Behold the Dreamers



THEY BADE NEW YORK CITY GOODBYE ON ONE OF THE HOTTEST DAYS OF the year. Late August, around the same time he had arrived five years before. They boarded an Air Maroc flight from JFK to Douala via Casablanca. On the cab ride to the airport, she stared out the window in silence. It was all passing her by. America was passing her by. New York City was passing her by. Bridges and billboards bearing smiling people were passing her by. Skyscrapers and brownstones were rushing by. Fast. Too fast. Forever.

He felt nothing.

He forced himself to feel nothing.

He sat in the front seat with the seed money for his new life packed in a red JanSport backpack, twenty-one little bundles of cash tied with brown rubber bands. Each bundle contained a thousand dollars of his fortune: eighteen thousand from Cindy Edwards and their savings; fourteen hundred dollars from the people at Judson; two thousand from Clark Edwards.

“Why don’t you just send it through Western Union and pick it up when you arrive?” Winston had asked him.

“Never,” he had said. “You want Cameroon government to know I have this kind of money and come after me?”

“You and your fears,” Winston had said, laughing. “What will they do if they know? They can’t tax money you transfer.”

“That’s what you think, eh? Wait until Biya decides to change the law. Then the government is going to start asking for ten percent of all Western Union transfers.”

“Ah, Bo! The government can never do such a thing.”

“How do you know?”

“I don’t know. But, now that you say it, I don’t blame you for being cautious. One can never trust any government—I don’t trust the American government and I definitely don’t trust the Cameroon government.”

“No, but it’s our government and it’s our country. We love it, we hate it, it’s still our country. How man go do?”

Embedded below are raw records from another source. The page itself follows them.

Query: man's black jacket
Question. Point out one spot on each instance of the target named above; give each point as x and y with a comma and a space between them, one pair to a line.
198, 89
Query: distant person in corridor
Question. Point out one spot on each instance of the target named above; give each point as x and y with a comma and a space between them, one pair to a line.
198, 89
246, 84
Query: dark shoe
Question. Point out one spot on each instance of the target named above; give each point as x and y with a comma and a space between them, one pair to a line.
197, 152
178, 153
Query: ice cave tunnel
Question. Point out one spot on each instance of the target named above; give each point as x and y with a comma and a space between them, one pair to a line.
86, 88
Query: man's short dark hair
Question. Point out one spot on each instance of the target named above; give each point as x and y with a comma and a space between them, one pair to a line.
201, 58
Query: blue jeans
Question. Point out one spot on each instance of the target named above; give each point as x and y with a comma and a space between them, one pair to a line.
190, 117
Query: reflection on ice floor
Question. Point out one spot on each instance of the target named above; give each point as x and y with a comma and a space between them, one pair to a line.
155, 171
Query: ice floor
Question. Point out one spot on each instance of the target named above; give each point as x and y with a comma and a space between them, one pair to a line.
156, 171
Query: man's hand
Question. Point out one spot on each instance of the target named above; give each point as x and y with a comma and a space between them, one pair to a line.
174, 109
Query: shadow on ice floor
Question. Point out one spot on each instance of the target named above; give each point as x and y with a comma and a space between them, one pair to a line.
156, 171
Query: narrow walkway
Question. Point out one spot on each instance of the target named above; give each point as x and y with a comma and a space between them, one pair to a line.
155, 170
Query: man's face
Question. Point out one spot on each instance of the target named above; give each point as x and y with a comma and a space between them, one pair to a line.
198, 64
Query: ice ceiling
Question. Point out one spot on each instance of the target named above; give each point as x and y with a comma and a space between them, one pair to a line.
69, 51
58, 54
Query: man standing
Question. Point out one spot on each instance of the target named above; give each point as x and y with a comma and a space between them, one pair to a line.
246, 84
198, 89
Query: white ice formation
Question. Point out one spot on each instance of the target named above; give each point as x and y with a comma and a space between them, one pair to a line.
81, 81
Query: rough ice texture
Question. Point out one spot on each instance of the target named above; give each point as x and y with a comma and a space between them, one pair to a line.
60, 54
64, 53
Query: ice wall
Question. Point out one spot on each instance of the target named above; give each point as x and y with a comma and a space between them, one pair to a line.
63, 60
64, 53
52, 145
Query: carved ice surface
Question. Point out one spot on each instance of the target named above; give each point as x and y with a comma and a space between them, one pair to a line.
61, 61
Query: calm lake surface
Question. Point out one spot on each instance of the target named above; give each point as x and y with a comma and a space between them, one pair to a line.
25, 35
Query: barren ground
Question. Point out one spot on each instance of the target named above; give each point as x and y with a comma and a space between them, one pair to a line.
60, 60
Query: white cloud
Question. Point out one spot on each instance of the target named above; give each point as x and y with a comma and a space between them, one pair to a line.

“It’s our country,” Winston agreed. “We can never disown it.”

At four in the morning of the day after they left New York, they arrived in Cameroon. And as they had been warned, the country was no different from the one they had left.

Douala International Airport was still steamy and overcrowded. Customs officers there still demanded bribes that weary travelers gave for lack of energy to fight a devious system. Men and women in bright African fabrics still crowded the exit from customs, calling out to their recently arrived loved ones, shouting in English, French, pidgin English, and any of the two hundred indigenous languages of the country, saying, I’m over here, we’re all over here. Overjoyed parents, and sometimes what seemed like whole extended families, still waited outside the arrival terminal to welcome sons and daughters who had traveled overseas and returned to bring them pride, pushing and shoving to get to a long-awaited hug. Young boys dressed in rags still lingered around the airport parking lot, seeking gullible arrivals who would believe their claims of hunger and homelessness and spare them a dollar or euro. The drive from Douala to Limbe was still arduous, with drivers and pedestrians swearing at each other, young and old alike fighting for space on the dusty and congested streets of Bonaberi.

Jende’s brother Moto met them at the airport with a borrowed Ford pickup truck for the two-hour drive to Limbe. The Ford was the only vehicle he could find that could fit the family and their seven suitcases bearing clothes and shoes. More of their possessions would be arriving months later in a shipping container: the old Hyundai; four large boxes of discount store clothes and shoes; three boxes of preserved food, all bought in dollar stores; two suitcases containing Liomi’s toys and games and books; a car seat, stroller, and Pack ’n Play bought from Craigslist for Timba. There were also three suitcases containing the clothes Cindy had given Neni and the things Neni had purchased in Chinatown: fake Chanel, Gucci, and Versace purses; cheap jewelry, sunglasses, and shoes; human-hair wigs and weaves; creams, perfumes, and makeup. These purchases were what she would use to prove to the loose women of Limbe that she was not at their level. Cindy’s things she planned to reserve for special occasions. She would wear them to weddings and anniversaries to show those girls that even though she had returned home and was living among them, she was not one of them—she was now a woman of class, with real designer items, and none of them could compete with her.

Just after seven o’clock, while Neni and the children slept, the pickup went under the red and white sign above the highway that said “Welcome to Limbe, The Town of Friendship.” Memories of the sign had given Jende comfort during his first days in America, a comfort meshed with the belief that he would one day be driving toward it in circumstances different from when he’d driven away from it.

“Welcome indeed,” he said to himself, as the lights of his hometown appeared in the distance. Moto moved one hand from the steering wheel and gave him a congratulatory tap on the shoulder.

“What did you say, Papa?” a drowsy and awakening Liomi asked.

Jende turned from the front seat and looked at his son. “Guess where we are,” he whispered.

“Where?” Liomi asked, struggling to open his eyes.

“Guess,” Jende whispered again.

The boy opened his eyes and said, “Home?”